This February, Ohio Gov. John Kasich met with President Donald Trump is discuss the importance of the Ohio Medicaid expansion that has led to over 700,000 Ohioans receiving access to health care since 2014. However, the recent introduction of the federal American Health Care Act could undo many of the benefits this expansion has brought to the buckeye state.
The American Health Care Act (AHCA), introduced this past week, says it will allow people to stay on Medicaid and will also cover pre-existing conditions. But the creators of the bill also vow to eliminate federal funding to Medicare initiatives. According to state official estimates, federal funding cuts would most likely reduce Ohio Medicaid spending from $37 billion to just over $3 billion between 2018 and 2026.
Prior to the expansion, Medicaid in Ohio was only given to adults with an income below 90 percent of the poverty line who were also a parent, pregnant or disabled. Since 2014, Ohio Medicaid is available to any Ohioan between the ages of 19 and 64 who is at or below 138 percent of the poverty line.
A study conducted by the Ohio Department of Medicaid found the majority of those insured by Medicaid did not have jobs or four-year college degrees, and over 70 percent were not married.
The expansion also provided easier care for those suffering from mental illness, who largely said the new care helped them find or keep work more easily, and helped about 27 of new recipients become aware they were suffering from a chronic condition.
Although the AHCA still has staunch support from its creators — and Trump has made recent efforts to get the legislation more votes from within the GOP — its initial reception has been largely negative from both major parties, and it may not even pass as is. However, some still question how the act will impact the new changes to Ohio Medicaid if it does get passed with its current promises.
In an opinion piece Kasich wrote for The New York Times this past week, he said federal legislation should consider both the cost and coverage of health care. He voiced concerns about the impacts that phasing out expanded Medicaid coverage could have in the 30 states that implemented it.
“It is unrealistic to think that cutting coverage saves any money, since we will only see uninsured people returning to the emergency room for their care — and walking away from unpaid bills. We can avoid that problem by embracing a plan that both preserves coverage for those who have it and achieves savings with badly needed Medicaid reforms. Not having a viable alternative is counterproductive and unnecessarily puts at risk our ability to treat the drug-addicted, mentally ill and working poor who now have access to a dependable source of care.”
In a statement on Meet the Press this past Sunday, Vice President Mike Pence touched on Kasich’s concerns.
“I’m very confident that this legislation will give Ohio both the resources and the flexibility that your governor and your legislature will need to be able to meet those needs going forward and offer our most vulnerable citizens even better coverage,” Pence said.

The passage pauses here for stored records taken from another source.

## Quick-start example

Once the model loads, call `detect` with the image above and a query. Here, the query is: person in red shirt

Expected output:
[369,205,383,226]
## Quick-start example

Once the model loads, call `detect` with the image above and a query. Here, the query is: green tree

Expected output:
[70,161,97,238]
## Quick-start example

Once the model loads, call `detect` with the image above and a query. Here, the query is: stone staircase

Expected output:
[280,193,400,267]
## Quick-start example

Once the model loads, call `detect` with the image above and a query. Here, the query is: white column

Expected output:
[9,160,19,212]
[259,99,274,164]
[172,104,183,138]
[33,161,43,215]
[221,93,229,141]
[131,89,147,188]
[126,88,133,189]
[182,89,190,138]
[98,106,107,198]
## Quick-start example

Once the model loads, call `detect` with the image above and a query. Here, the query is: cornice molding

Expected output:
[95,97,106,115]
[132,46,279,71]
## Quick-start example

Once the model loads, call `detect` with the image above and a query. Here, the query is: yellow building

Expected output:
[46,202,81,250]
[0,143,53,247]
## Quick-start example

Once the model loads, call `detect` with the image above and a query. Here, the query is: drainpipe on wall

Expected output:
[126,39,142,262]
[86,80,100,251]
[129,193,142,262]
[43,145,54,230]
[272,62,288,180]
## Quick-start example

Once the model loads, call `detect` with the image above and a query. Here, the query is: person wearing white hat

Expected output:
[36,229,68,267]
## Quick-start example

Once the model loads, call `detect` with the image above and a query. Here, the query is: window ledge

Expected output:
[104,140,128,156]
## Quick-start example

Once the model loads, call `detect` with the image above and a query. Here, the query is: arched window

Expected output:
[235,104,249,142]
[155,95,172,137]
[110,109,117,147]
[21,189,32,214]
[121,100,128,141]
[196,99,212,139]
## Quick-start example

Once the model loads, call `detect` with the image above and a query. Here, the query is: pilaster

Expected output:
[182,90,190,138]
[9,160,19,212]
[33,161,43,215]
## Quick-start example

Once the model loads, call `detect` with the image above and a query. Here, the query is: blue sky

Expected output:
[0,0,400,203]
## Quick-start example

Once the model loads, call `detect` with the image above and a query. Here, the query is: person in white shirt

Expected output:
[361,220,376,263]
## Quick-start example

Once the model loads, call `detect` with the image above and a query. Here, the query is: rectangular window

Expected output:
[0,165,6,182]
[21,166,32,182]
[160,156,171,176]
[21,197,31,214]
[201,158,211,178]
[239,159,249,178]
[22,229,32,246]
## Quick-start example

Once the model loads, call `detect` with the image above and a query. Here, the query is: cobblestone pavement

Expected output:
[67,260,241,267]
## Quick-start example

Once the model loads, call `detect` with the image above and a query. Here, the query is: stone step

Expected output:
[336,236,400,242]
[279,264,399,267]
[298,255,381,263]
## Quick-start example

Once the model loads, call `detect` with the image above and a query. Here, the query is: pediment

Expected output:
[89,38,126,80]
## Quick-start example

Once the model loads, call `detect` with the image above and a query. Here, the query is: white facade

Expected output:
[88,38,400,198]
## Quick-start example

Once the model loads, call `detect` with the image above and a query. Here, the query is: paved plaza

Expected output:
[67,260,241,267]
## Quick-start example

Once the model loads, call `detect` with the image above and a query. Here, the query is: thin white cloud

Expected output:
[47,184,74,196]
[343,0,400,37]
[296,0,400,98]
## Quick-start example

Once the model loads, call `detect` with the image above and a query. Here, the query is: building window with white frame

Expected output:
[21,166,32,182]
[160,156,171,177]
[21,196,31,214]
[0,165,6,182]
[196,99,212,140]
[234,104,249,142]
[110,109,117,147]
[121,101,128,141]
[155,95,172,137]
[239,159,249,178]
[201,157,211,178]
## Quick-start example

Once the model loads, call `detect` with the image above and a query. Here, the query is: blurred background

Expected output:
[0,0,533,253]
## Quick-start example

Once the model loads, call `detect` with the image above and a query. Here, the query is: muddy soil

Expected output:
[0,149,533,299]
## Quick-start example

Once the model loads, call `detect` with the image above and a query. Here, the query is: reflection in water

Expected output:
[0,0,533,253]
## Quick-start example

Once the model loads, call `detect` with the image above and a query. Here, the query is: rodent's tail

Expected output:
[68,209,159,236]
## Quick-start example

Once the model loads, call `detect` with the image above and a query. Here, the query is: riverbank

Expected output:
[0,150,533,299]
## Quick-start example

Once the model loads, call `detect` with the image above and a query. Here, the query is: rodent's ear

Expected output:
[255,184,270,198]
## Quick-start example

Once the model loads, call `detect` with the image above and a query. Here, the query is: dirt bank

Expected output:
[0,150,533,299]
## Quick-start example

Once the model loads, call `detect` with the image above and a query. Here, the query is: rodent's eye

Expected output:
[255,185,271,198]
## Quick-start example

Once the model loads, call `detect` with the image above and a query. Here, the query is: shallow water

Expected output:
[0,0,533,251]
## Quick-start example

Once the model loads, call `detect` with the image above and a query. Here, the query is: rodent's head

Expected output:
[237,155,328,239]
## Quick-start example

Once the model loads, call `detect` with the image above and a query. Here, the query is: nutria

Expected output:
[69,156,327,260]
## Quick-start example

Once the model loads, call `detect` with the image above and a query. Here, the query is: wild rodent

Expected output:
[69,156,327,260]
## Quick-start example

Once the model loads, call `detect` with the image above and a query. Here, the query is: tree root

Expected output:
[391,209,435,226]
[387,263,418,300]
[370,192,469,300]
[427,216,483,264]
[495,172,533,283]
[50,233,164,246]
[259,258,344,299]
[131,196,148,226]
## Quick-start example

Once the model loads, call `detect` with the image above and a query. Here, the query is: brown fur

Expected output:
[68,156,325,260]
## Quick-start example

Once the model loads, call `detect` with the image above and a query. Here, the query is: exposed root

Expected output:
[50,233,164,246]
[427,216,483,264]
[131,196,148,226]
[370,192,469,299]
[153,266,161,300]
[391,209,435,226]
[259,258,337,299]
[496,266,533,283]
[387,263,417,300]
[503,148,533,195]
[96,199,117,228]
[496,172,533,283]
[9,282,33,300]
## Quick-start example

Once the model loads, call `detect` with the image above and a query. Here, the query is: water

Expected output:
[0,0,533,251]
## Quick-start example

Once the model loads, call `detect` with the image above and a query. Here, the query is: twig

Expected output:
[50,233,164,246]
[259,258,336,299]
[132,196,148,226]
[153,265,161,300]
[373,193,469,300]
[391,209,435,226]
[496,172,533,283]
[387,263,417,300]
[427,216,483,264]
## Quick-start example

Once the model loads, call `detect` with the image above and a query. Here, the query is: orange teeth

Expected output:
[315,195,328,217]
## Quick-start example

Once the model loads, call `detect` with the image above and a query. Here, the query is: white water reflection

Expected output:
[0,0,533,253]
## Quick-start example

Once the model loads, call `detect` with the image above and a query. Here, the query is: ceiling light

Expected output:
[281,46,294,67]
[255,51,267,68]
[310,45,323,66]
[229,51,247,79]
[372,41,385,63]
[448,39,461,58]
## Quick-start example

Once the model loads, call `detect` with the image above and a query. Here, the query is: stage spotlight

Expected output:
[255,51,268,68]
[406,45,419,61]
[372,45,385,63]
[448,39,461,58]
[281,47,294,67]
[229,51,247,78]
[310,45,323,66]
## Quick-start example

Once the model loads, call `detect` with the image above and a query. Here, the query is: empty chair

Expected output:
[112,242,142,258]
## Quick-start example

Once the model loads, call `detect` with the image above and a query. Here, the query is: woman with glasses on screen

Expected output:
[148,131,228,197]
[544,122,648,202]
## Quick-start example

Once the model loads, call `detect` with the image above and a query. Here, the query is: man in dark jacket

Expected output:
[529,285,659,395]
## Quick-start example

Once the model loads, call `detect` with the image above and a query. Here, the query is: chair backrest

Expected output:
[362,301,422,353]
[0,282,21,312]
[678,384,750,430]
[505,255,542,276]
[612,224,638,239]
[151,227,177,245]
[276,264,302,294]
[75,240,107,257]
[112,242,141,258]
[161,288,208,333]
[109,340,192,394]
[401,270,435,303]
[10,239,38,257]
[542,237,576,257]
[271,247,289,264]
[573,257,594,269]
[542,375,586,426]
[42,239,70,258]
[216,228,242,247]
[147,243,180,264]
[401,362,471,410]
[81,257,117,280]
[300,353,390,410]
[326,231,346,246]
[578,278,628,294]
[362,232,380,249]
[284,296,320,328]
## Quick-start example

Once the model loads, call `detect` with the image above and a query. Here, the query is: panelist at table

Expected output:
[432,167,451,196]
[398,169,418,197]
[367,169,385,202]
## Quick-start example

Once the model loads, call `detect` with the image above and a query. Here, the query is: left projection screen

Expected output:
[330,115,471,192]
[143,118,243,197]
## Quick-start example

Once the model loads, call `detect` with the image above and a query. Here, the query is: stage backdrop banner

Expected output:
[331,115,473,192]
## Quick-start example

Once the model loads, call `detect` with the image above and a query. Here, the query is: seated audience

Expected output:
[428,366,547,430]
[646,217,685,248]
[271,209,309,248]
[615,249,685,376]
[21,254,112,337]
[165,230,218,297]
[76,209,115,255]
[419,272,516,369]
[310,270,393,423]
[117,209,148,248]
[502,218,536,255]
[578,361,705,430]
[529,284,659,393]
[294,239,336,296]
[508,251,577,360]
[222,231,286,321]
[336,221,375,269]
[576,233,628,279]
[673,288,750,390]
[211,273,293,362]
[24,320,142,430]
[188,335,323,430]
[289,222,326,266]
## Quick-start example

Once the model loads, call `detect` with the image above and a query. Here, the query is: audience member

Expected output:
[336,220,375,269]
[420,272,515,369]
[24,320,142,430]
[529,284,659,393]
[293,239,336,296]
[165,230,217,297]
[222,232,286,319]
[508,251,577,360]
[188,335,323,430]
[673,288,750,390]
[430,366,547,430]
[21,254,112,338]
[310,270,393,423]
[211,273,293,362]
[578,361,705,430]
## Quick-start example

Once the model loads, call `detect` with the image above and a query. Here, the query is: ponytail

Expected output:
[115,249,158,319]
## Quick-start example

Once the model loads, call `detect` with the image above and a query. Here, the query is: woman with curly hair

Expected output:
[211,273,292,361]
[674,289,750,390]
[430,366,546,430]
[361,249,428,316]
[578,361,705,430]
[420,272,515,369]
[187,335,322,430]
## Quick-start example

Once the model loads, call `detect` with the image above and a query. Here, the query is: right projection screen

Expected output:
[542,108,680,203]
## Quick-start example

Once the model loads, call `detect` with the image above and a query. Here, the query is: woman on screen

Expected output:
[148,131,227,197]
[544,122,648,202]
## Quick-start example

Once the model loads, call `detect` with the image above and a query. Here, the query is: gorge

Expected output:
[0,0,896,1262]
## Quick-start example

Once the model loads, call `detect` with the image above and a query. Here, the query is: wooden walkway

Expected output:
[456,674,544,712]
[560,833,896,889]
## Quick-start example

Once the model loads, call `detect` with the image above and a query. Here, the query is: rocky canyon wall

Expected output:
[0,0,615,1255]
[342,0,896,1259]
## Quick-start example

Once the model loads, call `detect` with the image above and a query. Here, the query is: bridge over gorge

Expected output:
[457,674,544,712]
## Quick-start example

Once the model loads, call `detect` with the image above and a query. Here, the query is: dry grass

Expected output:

Kasich, however, however, disagreed with Pence’s statements.
“He’s not right. I mean, first of all, Medicaid expansion has covered 700,000 people in my state, a big chunk of whom are mentally ill and drug addicted and have chronic diseases. They tend to churn and move off of that program. Then they have to go to an exchange that’s broken,” he said. “The current system doesn’t work. That can be fixed. I’ve said it all along. It’s not like we love Obamacare. It means don’t throw the baby out with the bathwater.”
Kasich also said the real secret to having sustainable health care for all, particularly those in Ohio, may rest in an already complicated issue: getting both major parties to work together.
“Republicans and Democrats can start by working together to stabilize insurance markets, which are slipping into crisis in both red and blue states,” Kasich wrote in the Times. “If we are to establish a lasting and successful replacement for Obamacare, Republicans should reach across the aisle for help, and Democrats should accept the offer. Cutting Democrats out of the process will only make the results less effective. And if Democrats refuse to cooperate with Republicans, they will be forgoing the opportunity to solve a core problem for millions of Americans, including the most vulnerable, who are dependent on reliable health care coverage.”